The bitter lesson is coming for tokenization

Expressivity and Theoretical Bottlenecks

  • OP claims: with ~15k tokens and 1k-dimensional embeddings, the next-token distribution is limited to rank 1k, constraining which probability distributions are representable.
  • Replies note high-dimensional geometry: exponentially many almost-orthogonal vectors can exist, so practical expressivity is much larger than intuition suggests, though not enough to represent arbitrary distributions.
  • Some argue nonlinearity and deep networks break the simple linear “1k degrees of freedom” story; others point to work on “unargmaxable” outputs in bottlenecked networks as real but rare edge cases.

Tokenization, Characters, and the “Strawberry r’s” Meme

  • Several comments explain that subword tokenization hides character structure: “strawberry” might be a few opaque tokens, so models must effectively memorize letter composition per token to count letters.
  • Evidence from in-review work: counting accuracy declines as the target character is buried inside multi-character tokens.
  • Others are skeptical, arguing:
    • We lack clear demonstrations that character-level models can reliably “count Rs”.
    • RLHF and training on many counting prompts suggest the limitation is not purely tokenization.
  • There’s recognition that models don’t “see” characters; they see embeddings, and any character-level reasoning is an extra learned indirection.

Math, Logic, and Number Tokenization

  • Several posts claim logical/mathematical failures are strongly tied to tokenization, especially how numbers are split.
  • Cited work shows large gains when numbers are tokenized right-to-left in fixed 3-digit groups (e.g., 1 234 567) and when all small digit-groups are in-vocab.
  • Other research: treating numbers as special tokens with attached numeric values so arithmetic is done on real numbers rather than digit strings.
  • Some argue LLMs are the wrong tool for exact arithmetic; better is: LLM selects the right formula and delegates computation to a calculator engine.

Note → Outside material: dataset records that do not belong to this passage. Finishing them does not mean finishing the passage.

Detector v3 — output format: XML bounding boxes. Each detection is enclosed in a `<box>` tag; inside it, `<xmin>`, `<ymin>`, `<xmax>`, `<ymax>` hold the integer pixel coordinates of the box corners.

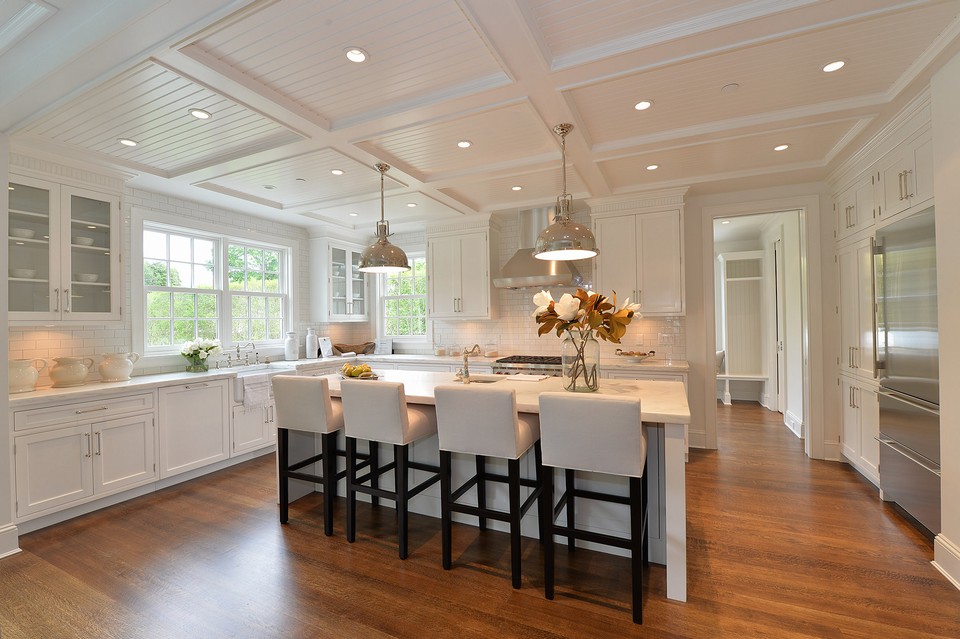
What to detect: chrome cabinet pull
<box><xmin>73</xmin><ymin>406</ymin><xmax>110</xmax><ymax>415</ymax></box>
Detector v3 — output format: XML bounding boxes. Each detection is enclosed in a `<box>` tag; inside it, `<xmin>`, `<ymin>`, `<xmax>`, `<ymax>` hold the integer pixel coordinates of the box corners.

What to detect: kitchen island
<box><xmin>329</xmin><ymin>370</ymin><xmax>690</xmax><ymax>601</ymax></box>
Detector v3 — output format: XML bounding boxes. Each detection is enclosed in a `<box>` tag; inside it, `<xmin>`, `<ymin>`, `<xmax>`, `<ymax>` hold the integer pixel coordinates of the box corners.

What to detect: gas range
<box><xmin>491</xmin><ymin>355</ymin><xmax>561</xmax><ymax>377</ymax></box>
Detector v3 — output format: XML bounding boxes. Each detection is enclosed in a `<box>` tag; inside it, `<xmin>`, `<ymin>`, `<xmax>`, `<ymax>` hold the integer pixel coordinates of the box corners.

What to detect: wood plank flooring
<box><xmin>0</xmin><ymin>403</ymin><xmax>960</xmax><ymax>639</ymax></box>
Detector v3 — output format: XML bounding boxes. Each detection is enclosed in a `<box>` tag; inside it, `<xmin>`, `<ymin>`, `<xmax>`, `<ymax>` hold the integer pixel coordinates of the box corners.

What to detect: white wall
<box><xmin>931</xmin><ymin>51</ymin><xmax>960</xmax><ymax>587</ymax></box>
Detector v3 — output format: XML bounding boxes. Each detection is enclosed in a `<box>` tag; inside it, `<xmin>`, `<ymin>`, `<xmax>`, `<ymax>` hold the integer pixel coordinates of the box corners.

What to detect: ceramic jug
<box><xmin>8</xmin><ymin>359</ymin><xmax>47</xmax><ymax>393</ymax></box>
<box><xmin>50</xmin><ymin>357</ymin><xmax>93</xmax><ymax>388</ymax></box>
<box><xmin>97</xmin><ymin>353</ymin><xmax>140</xmax><ymax>382</ymax></box>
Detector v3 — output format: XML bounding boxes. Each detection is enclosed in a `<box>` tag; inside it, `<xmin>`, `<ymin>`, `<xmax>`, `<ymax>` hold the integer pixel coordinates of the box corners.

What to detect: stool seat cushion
<box><xmin>540</xmin><ymin>393</ymin><xmax>647</xmax><ymax>477</ymax></box>
<box><xmin>272</xmin><ymin>375</ymin><xmax>343</xmax><ymax>433</ymax></box>
<box><xmin>434</xmin><ymin>384</ymin><xmax>540</xmax><ymax>459</ymax></box>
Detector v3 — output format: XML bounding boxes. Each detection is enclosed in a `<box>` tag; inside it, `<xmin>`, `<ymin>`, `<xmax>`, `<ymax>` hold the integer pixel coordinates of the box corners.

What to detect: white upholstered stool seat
<box><xmin>434</xmin><ymin>384</ymin><xmax>543</xmax><ymax>588</ymax></box>
<box><xmin>540</xmin><ymin>393</ymin><xmax>647</xmax><ymax>623</ymax></box>
<box><xmin>272</xmin><ymin>375</ymin><xmax>346</xmax><ymax>536</ymax></box>
<box><xmin>340</xmin><ymin>380</ymin><xmax>440</xmax><ymax>559</ymax></box>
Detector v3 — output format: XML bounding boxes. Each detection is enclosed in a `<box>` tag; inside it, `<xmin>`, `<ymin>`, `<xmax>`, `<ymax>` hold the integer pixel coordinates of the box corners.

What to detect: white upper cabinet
<box><xmin>8</xmin><ymin>175</ymin><xmax>121</xmax><ymax>323</ymax></box>
<box><xmin>309</xmin><ymin>238</ymin><xmax>370</xmax><ymax>322</ymax></box>
<box><xmin>427</xmin><ymin>224</ymin><xmax>496</xmax><ymax>320</ymax></box>
<box><xmin>593</xmin><ymin>210</ymin><xmax>685</xmax><ymax>315</ymax></box>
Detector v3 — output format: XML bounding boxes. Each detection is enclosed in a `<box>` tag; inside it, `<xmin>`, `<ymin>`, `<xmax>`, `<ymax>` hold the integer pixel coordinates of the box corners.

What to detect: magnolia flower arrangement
<box><xmin>533</xmin><ymin>289</ymin><xmax>640</xmax><ymax>392</ymax></box>
<box><xmin>180</xmin><ymin>339</ymin><xmax>223</xmax><ymax>370</ymax></box>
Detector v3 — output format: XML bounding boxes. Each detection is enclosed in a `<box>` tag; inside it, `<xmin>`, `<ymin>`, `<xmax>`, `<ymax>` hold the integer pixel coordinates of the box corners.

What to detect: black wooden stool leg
<box><xmin>564</xmin><ymin>469</ymin><xmax>577</xmax><ymax>552</ymax></box>
<box><xmin>393</xmin><ymin>445</ymin><xmax>409</xmax><ymax>559</ymax></box>
<box><xmin>277</xmin><ymin>428</ymin><xmax>290</xmax><ymax>524</ymax></box>
<box><xmin>540</xmin><ymin>467</ymin><xmax>554</xmax><ymax>599</ymax></box>
<box><xmin>630</xmin><ymin>477</ymin><xmax>644</xmax><ymax>623</ymax></box>
<box><xmin>477</xmin><ymin>455</ymin><xmax>487</xmax><ymax>530</ymax></box>
<box><xmin>347</xmin><ymin>437</ymin><xmax>357</xmax><ymax>544</ymax></box>
<box><xmin>440</xmin><ymin>450</ymin><xmax>453</xmax><ymax>570</ymax></box>
<box><xmin>507</xmin><ymin>459</ymin><xmax>520</xmax><ymax>589</ymax></box>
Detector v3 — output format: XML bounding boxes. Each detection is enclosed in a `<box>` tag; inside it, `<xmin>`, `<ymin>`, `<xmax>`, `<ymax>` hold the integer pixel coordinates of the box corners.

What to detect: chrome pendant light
<box><xmin>533</xmin><ymin>124</ymin><xmax>599</xmax><ymax>261</ymax></box>
<box><xmin>357</xmin><ymin>162</ymin><xmax>410</xmax><ymax>273</ymax></box>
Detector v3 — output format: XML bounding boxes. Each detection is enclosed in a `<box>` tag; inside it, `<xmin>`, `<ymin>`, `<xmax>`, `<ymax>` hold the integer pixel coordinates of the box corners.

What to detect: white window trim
<box><xmin>130</xmin><ymin>205</ymin><xmax>298</xmax><ymax>367</ymax></box>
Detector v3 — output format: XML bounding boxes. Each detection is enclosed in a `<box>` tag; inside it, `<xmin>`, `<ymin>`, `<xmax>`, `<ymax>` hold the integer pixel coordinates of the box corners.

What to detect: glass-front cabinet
<box><xmin>8</xmin><ymin>176</ymin><xmax>121</xmax><ymax>322</ymax></box>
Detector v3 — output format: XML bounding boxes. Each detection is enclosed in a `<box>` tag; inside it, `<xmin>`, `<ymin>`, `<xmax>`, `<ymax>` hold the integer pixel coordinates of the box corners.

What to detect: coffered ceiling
<box><xmin>0</xmin><ymin>0</ymin><xmax>960</xmax><ymax>230</ymax></box>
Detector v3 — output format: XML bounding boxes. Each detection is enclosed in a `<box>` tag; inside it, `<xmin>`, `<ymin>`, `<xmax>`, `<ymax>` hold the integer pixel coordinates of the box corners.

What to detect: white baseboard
<box><xmin>932</xmin><ymin>533</ymin><xmax>960</xmax><ymax>590</ymax></box>
<box><xmin>0</xmin><ymin>524</ymin><xmax>20</xmax><ymax>559</ymax></box>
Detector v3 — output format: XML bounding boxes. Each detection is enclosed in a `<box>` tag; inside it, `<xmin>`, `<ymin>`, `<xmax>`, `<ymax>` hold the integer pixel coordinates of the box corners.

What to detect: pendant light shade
<box><xmin>533</xmin><ymin>124</ymin><xmax>599</xmax><ymax>261</ymax></box>
<box><xmin>357</xmin><ymin>162</ymin><xmax>410</xmax><ymax>273</ymax></box>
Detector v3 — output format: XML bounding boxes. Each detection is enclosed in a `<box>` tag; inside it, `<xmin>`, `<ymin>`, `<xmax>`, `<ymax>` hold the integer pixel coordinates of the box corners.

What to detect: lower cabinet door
<box><xmin>93</xmin><ymin>415</ymin><xmax>157</xmax><ymax>494</ymax></box>
<box><xmin>14</xmin><ymin>424</ymin><xmax>93</xmax><ymax>517</ymax></box>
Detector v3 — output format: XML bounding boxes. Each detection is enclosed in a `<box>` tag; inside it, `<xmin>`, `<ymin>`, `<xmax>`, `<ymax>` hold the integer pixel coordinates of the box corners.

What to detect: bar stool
<box><xmin>273</xmin><ymin>375</ymin><xmax>346</xmax><ymax>537</ymax></box>
<box><xmin>434</xmin><ymin>384</ymin><xmax>543</xmax><ymax>588</ymax></box>
<box><xmin>340</xmin><ymin>380</ymin><xmax>440</xmax><ymax>559</ymax></box>
<box><xmin>540</xmin><ymin>393</ymin><xmax>647</xmax><ymax>623</ymax></box>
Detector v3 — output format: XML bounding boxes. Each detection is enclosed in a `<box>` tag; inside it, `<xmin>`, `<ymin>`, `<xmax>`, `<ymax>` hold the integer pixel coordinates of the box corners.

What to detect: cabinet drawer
<box><xmin>13</xmin><ymin>393</ymin><xmax>154</xmax><ymax>431</ymax></box>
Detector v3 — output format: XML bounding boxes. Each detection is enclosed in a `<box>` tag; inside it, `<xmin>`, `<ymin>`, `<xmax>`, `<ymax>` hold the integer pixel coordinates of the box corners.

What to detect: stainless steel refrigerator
<box><xmin>874</xmin><ymin>207</ymin><xmax>940</xmax><ymax>534</ymax></box>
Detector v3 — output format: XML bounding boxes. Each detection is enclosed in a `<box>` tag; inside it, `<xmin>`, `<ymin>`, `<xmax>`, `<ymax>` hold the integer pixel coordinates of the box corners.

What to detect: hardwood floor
<box><xmin>0</xmin><ymin>404</ymin><xmax>960</xmax><ymax>639</ymax></box>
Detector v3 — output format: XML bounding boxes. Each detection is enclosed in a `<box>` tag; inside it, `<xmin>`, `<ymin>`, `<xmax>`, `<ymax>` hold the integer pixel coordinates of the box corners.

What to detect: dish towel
<box><xmin>243</xmin><ymin>375</ymin><xmax>270</xmax><ymax>408</ymax></box>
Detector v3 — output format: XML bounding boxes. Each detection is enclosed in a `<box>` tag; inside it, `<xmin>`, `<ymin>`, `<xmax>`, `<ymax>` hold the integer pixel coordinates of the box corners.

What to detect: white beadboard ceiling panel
<box><xmin>567</xmin><ymin>2</ymin><xmax>958</xmax><ymax>145</ymax></box>
<box><xmin>26</xmin><ymin>61</ymin><xmax>302</xmax><ymax>176</ymax></box>
<box><xmin>360</xmin><ymin>102</ymin><xmax>559</xmax><ymax>181</ymax></box>
<box><xmin>599</xmin><ymin>120</ymin><xmax>856</xmax><ymax>191</ymax></box>
<box><xmin>194</xmin><ymin>0</ymin><xmax>511</xmax><ymax>127</ymax></box>
<box><xmin>197</xmin><ymin>148</ymin><xmax>405</xmax><ymax>209</ymax></box>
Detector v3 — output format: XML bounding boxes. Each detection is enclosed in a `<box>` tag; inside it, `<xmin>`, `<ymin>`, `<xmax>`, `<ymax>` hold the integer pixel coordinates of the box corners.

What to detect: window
<box><xmin>143</xmin><ymin>222</ymin><xmax>289</xmax><ymax>354</ymax></box>
<box><xmin>380</xmin><ymin>256</ymin><xmax>427</xmax><ymax>339</ymax></box>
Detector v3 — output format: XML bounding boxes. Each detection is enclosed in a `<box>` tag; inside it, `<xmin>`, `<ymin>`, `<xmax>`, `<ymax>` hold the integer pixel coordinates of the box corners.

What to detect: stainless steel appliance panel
<box><xmin>880</xmin><ymin>436</ymin><xmax>940</xmax><ymax>534</ymax></box>
<box><xmin>875</xmin><ymin>208</ymin><xmax>940</xmax><ymax>404</ymax></box>
<box><xmin>879</xmin><ymin>389</ymin><xmax>940</xmax><ymax>464</ymax></box>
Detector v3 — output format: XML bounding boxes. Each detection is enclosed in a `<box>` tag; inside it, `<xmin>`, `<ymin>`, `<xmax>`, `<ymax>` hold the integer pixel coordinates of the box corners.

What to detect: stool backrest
<box><xmin>340</xmin><ymin>379</ymin><xmax>410</xmax><ymax>442</ymax></box>
<box><xmin>540</xmin><ymin>393</ymin><xmax>647</xmax><ymax>477</ymax></box>
<box><xmin>272</xmin><ymin>375</ymin><xmax>343</xmax><ymax>433</ymax></box>
<box><xmin>433</xmin><ymin>384</ymin><xmax>540</xmax><ymax>459</ymax></box>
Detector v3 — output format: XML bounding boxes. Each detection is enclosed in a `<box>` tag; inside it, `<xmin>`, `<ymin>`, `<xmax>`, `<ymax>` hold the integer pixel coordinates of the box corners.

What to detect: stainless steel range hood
<box><xmin>493</xmin><ymin>206</ymin><xmax>583</xmax><ymax>288</ymax></box>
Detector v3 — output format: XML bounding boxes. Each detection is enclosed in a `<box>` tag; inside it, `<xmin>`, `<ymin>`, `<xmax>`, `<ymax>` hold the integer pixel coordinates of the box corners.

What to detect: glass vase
<box><xmin>560</xmin><ymin>331</ymin><xmax>600</xmax><ymax>393</ymax></box>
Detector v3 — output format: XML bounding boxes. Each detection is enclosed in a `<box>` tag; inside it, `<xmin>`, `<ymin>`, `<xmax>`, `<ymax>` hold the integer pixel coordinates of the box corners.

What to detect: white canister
<box><xmin>283</xmin><ymin>331</ymin><xmax>300</xmax><ymax>362</ymax></box>
<box><xmin>50</xmin><ymin>357</ymin><xmax>93</xmax><ymax>388</ymax></box>
<box><xmin>307</xmin><ymin>328</ymin><xmax>320</xmax><ymax>359</ymax></box>
<box><xmin>97</xmin><ymin>353</ymin><xmax>140</xmax><ymax>382</ymax></box>
<box><xmin>8</xmin><ymin>358</ymin><xmax>47</xmax><ymax>393</ymax></box>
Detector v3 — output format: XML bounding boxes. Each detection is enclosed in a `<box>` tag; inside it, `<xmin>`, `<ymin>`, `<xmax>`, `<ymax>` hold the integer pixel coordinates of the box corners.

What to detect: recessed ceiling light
<box><xmin>823</xmin><ymin>60</ymin><xmax>846</xmax><ymax>73</ymax></box>
<box><xmin>343</xmin><ymin>47</ymin><xmax>368</xmax><ymax>62</ymax></box>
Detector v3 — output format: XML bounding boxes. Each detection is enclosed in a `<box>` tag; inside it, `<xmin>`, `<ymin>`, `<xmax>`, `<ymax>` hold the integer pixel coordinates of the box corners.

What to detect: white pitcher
<box><xmin>97</xmin><ymin>353</ymin><xmax>140</xmax><ymax>382</ymax></box>
<box><xmin>50</xmin><ymin>357</ymin><xmax>93</xmax><ymax>388</ymax></box>
<box><xmin>8</xmin><ymin>358</ymin><xmax>47</xmax><ymax>393</ymax></box>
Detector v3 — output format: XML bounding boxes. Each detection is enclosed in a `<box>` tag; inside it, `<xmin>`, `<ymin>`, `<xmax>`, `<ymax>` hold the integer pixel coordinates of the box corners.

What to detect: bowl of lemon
<box><xmin>340</xmin><ymin>364</ymin><xmax>379</xmax><ymax>379</ymax></box>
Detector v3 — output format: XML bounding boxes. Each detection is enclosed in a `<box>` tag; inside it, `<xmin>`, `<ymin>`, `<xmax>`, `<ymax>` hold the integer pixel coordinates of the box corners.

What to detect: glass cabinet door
<box><xmin>8</xmin><ymin>182</ymin><xmax>60</xmax><ymax>318</ymax></box>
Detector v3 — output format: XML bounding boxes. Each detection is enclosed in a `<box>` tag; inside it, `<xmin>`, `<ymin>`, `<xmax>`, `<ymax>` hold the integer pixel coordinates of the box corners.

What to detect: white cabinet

Bytes, UTF-8, and Raw Representations

  • “Bytes is tokenization”: using raw bytes (often via UTF-8) is seen by some as the ultimate generic scheme, avoiding out-of-vocabulary issues with a 256-token alphabet.
  • Counterpoint: UTF-8 itself is a biased human-designed tokenizer over Unicode; models are not guaranteed to output valid UTF-8, and rare codepoints can be badly trained.
  • New encoding schemes are being explored to better match modeling needs and reduce “glitch tokens”.

Bitter Lesson, Compute vs Clever Tricks

  • Debate centers on whether tokenization is the next domain where the Bitter Lesson (general methods + compute beat handcrafted structure) will apply.
  • Some say it already did: simple statistically learned subword tokenizers outperformed linguistically sophisticated morphology-based approaches.
  • Others highlight counterexamples where architectural tweaks to tokenization (e.g., special indentation tokens in Python, better numeric chunking) give large, practical improvements—evidence that cleverness still matters.
  • There’s concern that over-relying on “just scale compute” can obscure simpler, more principled solutions and slow genuine understanding.

Costs, Scaling, and Energy

  • A claim that training frontier models costs “around median country GDP” is challenged with data: estimated compute costs for GPT‑4 or Gemini Ultra are in the tens or low hundreds of millions of dollars, far below ~$40–50B median GDP.
  • People discuss GDP measures (PPP vs nominal) and note training cost estimates are rough and incomplete (hardware, engineering, data, etc.).
  • Another angle compares theoretical human brain energy (a few fast-food meals/day) versus enormous current AI energy use, suggesting large headroom for efficiency improvements.

Determinism, Capability, and AGI Limits

  • Clarification: the model function is deterministic; nondeterminism comes from sampling, numerical instability, and changing deployments.
  • Some argue DAG-like, immutable-at-runtime transformers can never reach AGI; others counter that with sufficiently long context and high throughput, such models could be effectively general, and that “immutability” is a modeling convenience, not a hard theoretical limit.
  • Theory papers showing transformers can simulate universal algorithms are cited; critics note these are existence proofs, not guarantees that gradient-based training will find such solutions.

Future Directions: Learned or Mixed Tokenizations

  • Multiple commenters imagine mixtures of tokenizations:
    • A learned module that dynamically chooses token boundaries (e.g., via a small transformer predicting token endpoints) so models can “skim” unimportant text and compress context.
    • Mixture-of-experts where each expert has its own domain-specific tokenization.
  • Character-level and byte-level models (e.g., Byte-Latent Transformers) are seen as moves toward end-to-end learned representations, but questions remain about efficiency and performance on math and reasoning.
  • Overall sentiment: tokenization is likely suboptimal today; compute scaling will help, but domain-aware or learned tokenization will probably deliver important gains before “just bytes + huge models” fully wins.